I'm especially intrigued by the FBI-style most-wanted list, complete with phone hotlines for informants. I like the social-ethics spin by a Nigerian officer, quoted by International Business Times. “The fight against Boko Haram insurgency [is] a collective responsibility of all, including the media,” chief of army staff Lt. Gen. Tukur Buratai says.

IBTimes gets a gold star for quoting Buratai and another live source, Yakubu Gowon, the nation's former military chief. Gowon confirms that taking down Boko Haram will be tough by December.

None of these stories, though, lay bare the mindset that has inspired Boko Haram to lay waste so much of West Africa. For that, we have to turn to BBC News' story on the most-wanted list.

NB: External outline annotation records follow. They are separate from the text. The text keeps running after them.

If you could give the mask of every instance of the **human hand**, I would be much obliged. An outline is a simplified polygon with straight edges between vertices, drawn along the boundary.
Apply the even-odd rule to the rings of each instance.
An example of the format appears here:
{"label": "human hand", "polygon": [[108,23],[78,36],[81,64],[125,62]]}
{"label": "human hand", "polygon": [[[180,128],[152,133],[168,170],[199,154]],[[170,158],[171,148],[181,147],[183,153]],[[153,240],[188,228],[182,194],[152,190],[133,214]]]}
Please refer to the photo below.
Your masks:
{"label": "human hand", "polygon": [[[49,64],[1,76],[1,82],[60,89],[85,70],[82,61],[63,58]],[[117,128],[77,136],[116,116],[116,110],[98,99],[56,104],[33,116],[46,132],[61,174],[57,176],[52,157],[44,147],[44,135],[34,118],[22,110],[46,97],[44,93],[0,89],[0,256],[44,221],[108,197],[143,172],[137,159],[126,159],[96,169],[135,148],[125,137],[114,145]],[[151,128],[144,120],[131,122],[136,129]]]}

After a few paragraphs on the list and Buhari's pledge to destroy the group, the story explains that "Boko Haram is allied with the Islamic State (IS) group which is fighting for a global caliphate - a state governed in accordance with Islamic law." And the article ends with a six-point "Boko Haram at a glance":

* Founded in 2002, initially focused on opposing Western-style education -- Boko Haram means "Western education is forbidden" in the Hausa language
* Launched military operations in 2009
* Thousands killed, mostly in north-eastern Nigeria, abducted hundreds, including at least 200 schoolgirls
* Joined Islamic State, now calls itself "West African province"
* Seized large area in north-east, where it declared caliphate
* Regional force has retaken most territory this year

The article also links to a longer backgrounder from May. Among its facts:

Nigeria's militant Islamist group Boko Haram -- which has caused havoc in Africa's most populous country through a wave of bombings, assassinations and abductions -- is fighting to overthrow the government and create an Islamic state.
Boko Haram promotes a version of Islam which makes it "haram", or forbidden, for Muslims to take part in any political or social activity associated with Western society.
This includes voting in elections, wearing shirts and trousers or receiving a secular education.

BBC also gives the group's official name as Jama'atu Ahlis Sunna Lidda'awati wal-Jihad, Arabic for "People Committed to the Propagation of the Prophet's Teachings and Jihad." That makes the group very different from a mere separationist militia, methinks. It's more like an extremist's extremist group -- petty enough to tell everyone what to wear, violent enough to blow up innocents just to make a point.

Media are in the knowledge business. You need to know the facts. And you need to know the facts about, in this case, a group that is clearly the enemy.